薬と授乳

授乳中のお母さまは、処方された薬のほとんどを安全に使用することができます。多くの薬が、ある程度母乳に影響してしまうことは周知の事実ですが、ほとんどの場合、赤ちゃんに有害にならない程度です。それでも、薬が処方される前には、お母さまが授乳中であることをお医者様や薬剤師に伝えておく必要があります。

お母さまの血漿中に分子量(800 Da未満)と血漿タンパク結合率の低い薬物の蓄積量が増えて、薬物が簡単に脳内に移行するようになると、薬物が母乳に混入する可能性があります。赤ちゃんに対する薬の経口バイオアベイラビリティなど、その他の要因もとても重要になります。多くの薬は、たとえば赤ちゃんの消化管で破壊されたり、お母さまの肝臓内に蓄積されますが、お母さまの血漿中に到達することは決してありません。
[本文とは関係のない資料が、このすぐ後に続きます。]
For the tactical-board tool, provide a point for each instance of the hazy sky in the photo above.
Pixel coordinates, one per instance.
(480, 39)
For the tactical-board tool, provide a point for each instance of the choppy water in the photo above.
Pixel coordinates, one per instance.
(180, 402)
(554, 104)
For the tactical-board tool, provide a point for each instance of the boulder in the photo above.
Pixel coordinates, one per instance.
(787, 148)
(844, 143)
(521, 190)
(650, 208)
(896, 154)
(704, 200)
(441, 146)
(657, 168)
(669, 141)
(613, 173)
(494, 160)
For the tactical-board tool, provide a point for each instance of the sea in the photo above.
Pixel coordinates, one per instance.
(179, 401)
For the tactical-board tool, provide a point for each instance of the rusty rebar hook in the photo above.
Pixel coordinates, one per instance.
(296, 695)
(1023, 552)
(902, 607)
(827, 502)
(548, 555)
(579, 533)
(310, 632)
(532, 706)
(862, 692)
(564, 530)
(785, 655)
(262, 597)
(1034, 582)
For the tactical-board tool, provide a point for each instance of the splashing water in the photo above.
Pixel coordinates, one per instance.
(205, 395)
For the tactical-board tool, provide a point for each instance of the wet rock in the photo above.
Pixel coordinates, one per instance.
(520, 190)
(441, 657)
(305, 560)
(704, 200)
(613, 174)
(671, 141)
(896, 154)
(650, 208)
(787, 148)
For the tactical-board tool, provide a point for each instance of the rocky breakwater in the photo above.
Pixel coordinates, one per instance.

薬物は、お母さまの血漿コンパートメントと母乳コンパートメントから受動拡散して、母乳に混入する可能性があります。一般的に、薬は血漿から乳糖に移行しますが、乳糖の脂質二層膜を透過して母乳に達しなければなりません。ただし、産後3日間は、乳糖の強い結合が開いて、母乳に混入する薬物の量が増える可能性があります。

母乳産出を抑制する薬

薬物に関連した母乳産出の抑制は、脳下垂体からのプロラクチン分泌の抑制、オキシトシン分泌の抑制、乳糖への直接的な影響により生じます。母乳産出を抑制する薬の包括的なリストはこちら( http://toxnet.nlm.nih.gov/newtoxnet/lactmed.htm)にあります

授乳中の大半の薬と薬物に関する一般的なガイドライン

  • 漢方薬を含む、必要以外の薬の服用を避ける。
  • 相対乳児摂取量が10パーセント未満であれば、大半の薬は問題ないが、医療専門家との相談が推奨される。
  • 授乳中に安全な薬は、一般的に半減期が短く、血漿タンパク結合率が高く、赤ちゃんの経口バイオアベイラビリティが低く、分子量が高くなる。
  • 医療専門家は、授乳中のお母さまに新しい薬を処方する前に、授乳時に発生する可能性のある薬物相互作用に関する最新のデータベースを参照する必要がある。
参考文献

Hale, T., Hartmann, P.E., editors. Hale and Hartmann's textbook of human lactation. Amarillo, Tx: Hale Publishing; 2007.

Hale T., and Rowe, H.E., Medications in Mother’s Milk. 16ed. Amarillo, Tx: Hale Publishing 2014.